Could have just bought a nespresso and been contempt.


----------



## oddknack (Apr 8, 2014)

Froggystyle, fancy a swap compak e10 for mythos?


----------



## hotmetal (Oct 31, 2013)

I think that use of 'contempt' was a 'Froggian slip'. You'd never be content with a Nespresso machine! But yeah, sometimes it does seem like the whole kit and caboodle is a massive extravagance. But we're worth it! ?


----------



## froggystyle (Oct 30, 2013)

oddknack said:


> Froggystyle, fancy a swap compak e10 for mythos?


Nah, love the E10.


----------



## NickdeBug (Jan 18, 2015)

Acaia scales. Bought when stock levels were challenging and without much thought.
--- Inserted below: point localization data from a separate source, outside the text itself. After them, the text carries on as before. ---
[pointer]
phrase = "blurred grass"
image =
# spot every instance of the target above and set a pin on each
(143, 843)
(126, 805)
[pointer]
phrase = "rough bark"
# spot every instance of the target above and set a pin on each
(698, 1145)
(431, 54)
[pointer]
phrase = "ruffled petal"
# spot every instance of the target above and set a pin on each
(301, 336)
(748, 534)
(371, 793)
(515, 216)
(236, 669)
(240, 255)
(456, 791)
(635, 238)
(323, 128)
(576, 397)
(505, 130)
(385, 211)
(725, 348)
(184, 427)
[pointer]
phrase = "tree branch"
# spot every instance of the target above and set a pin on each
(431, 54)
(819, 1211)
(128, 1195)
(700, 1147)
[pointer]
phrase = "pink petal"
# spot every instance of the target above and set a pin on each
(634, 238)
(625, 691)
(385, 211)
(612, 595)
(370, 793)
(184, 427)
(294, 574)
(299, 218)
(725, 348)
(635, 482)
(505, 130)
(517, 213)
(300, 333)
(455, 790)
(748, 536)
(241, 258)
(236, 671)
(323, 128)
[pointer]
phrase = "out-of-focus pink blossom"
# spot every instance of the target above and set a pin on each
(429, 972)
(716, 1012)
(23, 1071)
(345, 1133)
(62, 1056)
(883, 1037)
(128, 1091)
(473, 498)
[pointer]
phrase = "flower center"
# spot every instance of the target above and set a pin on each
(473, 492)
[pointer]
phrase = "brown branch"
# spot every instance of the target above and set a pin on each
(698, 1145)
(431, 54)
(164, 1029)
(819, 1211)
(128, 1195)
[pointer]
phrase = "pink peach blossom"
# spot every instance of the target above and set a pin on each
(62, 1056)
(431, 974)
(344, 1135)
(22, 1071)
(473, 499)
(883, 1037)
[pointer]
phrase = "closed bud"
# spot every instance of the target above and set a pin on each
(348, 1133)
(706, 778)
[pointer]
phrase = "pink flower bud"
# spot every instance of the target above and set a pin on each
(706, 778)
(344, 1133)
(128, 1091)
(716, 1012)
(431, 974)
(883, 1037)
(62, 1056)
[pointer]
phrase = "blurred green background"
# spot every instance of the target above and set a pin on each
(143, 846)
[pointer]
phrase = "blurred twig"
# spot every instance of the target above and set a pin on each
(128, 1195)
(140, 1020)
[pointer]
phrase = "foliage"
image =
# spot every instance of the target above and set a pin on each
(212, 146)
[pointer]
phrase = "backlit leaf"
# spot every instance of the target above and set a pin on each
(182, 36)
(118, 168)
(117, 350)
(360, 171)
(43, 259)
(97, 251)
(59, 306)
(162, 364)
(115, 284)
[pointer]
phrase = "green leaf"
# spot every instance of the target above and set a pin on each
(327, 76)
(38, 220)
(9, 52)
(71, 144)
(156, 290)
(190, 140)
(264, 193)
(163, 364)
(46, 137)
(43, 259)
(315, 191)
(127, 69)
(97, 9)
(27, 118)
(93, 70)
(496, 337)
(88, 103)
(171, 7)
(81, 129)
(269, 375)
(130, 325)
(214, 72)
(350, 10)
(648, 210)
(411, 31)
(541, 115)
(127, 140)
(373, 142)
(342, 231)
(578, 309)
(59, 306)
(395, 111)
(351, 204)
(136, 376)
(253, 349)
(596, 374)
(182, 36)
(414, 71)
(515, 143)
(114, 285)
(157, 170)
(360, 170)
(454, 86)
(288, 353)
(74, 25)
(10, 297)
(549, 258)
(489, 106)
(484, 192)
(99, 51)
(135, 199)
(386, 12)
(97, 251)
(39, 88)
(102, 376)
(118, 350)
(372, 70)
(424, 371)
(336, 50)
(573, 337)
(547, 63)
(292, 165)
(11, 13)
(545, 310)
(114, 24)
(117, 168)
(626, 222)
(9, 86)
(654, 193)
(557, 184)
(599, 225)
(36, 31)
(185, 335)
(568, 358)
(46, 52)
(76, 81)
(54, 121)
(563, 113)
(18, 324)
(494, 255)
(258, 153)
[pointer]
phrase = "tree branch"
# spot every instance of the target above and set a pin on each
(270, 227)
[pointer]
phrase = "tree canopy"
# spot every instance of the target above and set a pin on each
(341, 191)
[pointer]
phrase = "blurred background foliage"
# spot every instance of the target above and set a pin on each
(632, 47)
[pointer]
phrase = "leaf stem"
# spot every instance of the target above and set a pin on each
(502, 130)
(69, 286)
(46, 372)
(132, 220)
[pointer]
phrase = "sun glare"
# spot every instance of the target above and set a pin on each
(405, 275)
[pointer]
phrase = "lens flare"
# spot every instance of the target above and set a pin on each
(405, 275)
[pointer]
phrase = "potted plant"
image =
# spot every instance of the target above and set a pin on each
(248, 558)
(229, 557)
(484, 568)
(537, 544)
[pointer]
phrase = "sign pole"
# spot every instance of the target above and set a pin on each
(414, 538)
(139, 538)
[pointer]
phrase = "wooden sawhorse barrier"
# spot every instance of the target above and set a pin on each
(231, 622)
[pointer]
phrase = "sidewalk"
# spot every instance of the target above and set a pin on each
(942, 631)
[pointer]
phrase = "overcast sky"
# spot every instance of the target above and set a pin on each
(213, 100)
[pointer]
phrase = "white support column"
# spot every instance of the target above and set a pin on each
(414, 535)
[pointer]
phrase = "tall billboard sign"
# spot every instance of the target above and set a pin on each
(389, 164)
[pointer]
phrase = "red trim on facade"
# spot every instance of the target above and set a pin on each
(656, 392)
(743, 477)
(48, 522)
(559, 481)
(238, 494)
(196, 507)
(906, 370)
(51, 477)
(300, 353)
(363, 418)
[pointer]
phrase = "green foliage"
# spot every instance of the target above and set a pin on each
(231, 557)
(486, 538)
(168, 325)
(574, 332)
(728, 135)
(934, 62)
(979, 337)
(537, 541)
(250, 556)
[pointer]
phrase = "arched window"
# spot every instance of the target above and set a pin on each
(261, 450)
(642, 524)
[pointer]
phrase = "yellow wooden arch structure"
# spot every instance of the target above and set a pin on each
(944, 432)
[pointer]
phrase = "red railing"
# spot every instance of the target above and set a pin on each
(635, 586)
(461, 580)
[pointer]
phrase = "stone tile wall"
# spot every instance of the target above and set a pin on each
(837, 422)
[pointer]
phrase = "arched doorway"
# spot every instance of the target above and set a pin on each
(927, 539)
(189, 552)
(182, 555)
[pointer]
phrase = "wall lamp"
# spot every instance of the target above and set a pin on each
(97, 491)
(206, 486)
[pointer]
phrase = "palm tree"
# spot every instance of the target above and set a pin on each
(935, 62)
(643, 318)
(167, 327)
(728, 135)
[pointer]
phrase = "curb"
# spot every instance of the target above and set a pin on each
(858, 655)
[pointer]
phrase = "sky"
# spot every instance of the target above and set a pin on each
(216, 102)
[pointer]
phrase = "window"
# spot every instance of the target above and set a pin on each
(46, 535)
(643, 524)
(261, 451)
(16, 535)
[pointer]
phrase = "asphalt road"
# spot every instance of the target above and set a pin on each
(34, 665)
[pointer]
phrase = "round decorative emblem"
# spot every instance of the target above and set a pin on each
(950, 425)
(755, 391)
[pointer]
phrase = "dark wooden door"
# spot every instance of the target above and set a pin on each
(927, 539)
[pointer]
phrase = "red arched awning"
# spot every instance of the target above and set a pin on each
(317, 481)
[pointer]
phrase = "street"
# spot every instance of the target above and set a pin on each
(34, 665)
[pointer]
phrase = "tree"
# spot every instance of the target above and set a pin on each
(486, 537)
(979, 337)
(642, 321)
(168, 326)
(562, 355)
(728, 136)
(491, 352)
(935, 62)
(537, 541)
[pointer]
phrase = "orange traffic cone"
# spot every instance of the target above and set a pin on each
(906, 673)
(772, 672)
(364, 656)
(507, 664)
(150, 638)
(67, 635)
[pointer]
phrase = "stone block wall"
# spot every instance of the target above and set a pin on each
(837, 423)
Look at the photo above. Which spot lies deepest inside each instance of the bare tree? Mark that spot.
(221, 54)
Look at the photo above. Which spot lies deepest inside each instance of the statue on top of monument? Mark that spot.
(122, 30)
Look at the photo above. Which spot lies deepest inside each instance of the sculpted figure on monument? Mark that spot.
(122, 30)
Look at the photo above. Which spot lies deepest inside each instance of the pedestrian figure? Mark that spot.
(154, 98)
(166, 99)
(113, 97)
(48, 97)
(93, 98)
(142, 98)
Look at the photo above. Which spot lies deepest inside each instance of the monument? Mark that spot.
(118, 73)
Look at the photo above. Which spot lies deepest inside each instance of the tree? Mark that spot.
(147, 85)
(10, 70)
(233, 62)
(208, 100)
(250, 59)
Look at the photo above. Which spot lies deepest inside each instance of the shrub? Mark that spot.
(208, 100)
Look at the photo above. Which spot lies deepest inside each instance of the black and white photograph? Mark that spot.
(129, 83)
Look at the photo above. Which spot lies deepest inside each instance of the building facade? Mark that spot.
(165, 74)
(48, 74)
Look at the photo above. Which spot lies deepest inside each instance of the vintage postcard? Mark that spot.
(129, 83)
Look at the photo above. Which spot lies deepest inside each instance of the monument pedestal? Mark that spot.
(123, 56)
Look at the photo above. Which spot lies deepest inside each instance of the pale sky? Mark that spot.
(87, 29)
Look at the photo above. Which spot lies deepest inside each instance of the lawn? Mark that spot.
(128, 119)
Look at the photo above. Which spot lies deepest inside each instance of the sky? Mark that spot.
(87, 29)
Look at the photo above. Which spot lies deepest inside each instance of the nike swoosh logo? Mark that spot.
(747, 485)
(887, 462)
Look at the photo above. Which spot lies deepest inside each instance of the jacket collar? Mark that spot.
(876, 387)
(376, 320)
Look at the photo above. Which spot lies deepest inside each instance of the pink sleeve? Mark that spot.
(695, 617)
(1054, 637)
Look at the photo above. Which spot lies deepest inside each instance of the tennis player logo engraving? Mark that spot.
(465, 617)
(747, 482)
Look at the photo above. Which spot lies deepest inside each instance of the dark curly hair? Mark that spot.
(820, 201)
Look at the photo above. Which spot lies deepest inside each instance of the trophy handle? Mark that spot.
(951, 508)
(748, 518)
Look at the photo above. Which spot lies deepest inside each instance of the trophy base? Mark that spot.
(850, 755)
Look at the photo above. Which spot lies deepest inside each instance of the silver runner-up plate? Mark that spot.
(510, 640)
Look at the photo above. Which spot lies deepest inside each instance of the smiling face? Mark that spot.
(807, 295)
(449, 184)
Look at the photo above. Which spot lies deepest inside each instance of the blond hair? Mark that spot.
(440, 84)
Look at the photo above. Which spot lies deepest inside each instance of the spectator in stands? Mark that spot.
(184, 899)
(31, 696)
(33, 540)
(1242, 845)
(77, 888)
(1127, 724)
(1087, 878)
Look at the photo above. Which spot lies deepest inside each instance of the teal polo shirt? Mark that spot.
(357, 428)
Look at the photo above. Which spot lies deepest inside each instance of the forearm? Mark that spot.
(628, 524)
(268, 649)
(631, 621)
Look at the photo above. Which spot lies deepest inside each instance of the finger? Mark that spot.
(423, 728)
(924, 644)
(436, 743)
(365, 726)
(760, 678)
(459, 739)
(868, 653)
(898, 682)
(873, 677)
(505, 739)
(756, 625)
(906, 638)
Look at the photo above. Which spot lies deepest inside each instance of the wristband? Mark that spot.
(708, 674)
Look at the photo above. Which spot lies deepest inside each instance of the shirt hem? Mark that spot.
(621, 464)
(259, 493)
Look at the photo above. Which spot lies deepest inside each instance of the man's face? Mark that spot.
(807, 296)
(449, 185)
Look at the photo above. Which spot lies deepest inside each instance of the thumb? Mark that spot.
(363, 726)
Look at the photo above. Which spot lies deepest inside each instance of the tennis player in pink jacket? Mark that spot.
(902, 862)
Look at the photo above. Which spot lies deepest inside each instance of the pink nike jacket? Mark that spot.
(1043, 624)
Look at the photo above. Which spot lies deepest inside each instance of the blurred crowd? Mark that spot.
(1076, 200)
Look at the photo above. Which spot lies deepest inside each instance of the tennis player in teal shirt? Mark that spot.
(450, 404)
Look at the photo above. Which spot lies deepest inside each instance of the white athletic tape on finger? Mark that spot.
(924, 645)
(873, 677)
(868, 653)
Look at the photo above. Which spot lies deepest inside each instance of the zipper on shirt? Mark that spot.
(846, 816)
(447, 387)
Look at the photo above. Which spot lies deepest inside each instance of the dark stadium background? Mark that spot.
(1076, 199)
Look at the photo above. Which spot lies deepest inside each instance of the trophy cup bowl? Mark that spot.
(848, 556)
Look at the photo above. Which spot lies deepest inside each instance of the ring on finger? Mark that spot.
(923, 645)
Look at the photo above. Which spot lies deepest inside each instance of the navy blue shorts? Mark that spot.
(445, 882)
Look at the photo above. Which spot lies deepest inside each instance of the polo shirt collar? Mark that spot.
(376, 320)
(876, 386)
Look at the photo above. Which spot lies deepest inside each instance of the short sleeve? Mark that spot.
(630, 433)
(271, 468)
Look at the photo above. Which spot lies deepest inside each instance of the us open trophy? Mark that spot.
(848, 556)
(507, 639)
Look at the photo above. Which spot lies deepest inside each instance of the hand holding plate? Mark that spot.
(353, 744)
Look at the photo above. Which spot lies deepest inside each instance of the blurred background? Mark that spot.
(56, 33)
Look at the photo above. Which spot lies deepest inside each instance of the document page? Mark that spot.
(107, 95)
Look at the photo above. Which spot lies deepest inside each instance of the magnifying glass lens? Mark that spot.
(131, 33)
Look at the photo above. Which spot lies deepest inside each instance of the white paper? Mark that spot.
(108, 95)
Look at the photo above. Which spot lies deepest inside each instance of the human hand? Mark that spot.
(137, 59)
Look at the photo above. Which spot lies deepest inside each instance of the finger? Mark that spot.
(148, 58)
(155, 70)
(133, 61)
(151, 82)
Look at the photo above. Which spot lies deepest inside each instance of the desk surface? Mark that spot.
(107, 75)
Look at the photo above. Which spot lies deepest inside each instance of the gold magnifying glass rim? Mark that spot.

Passed on to new happy home for a slight loss, offset by the chance to meet and chat with a fellow forum member on a nice sunny day (johnealey).

We coffee-nuts need to stick together.

At the opposite end - Brazen and Feldgrind get daily usage and are probably my smartest buy so far.


----------



## 4515 (Jan 30, 2013)

bronc said:


> I have a PID'd Silvia for sale that you can make your most extravagant purchase for your apartment in Bulgaria!


That would be instant divorce. And no espresso for a week makes me enjoy it more when I get home


----------



## 4515 (Jan 30, 2013)

fatboyslim said:


> I currently have a wanted thread for said scales if you ever feel the need to declutter


I'll be keeping them for the unforseen spillage that kills my current set - its a case of when this happens rather than if it happens


----------



## 4515 (Jan 30, 2013)

PPapa said:


> I think it's Hario scales for me too. I like the timer, but found that using my watch is just as good. Or the Bonavita kettle, iPhone, iPad, Fitbit, etc. which are usually somewhere near me anyway.
> 
> I kinda fancy Brewistas again (returned them due to water damage) or Acaia scales, but the latter are too damn expensive to justify.


Had a set of Acaia scales but I dont use my V60 enough to justify the cost - theres another extravagance. V60 used a handful of times


----------



## alexferdi (Aug 4, 2015)

Definitely Acaia scales for me. I've never even tried Brewered coffee. Thank god for the Bluetooth function then!


----------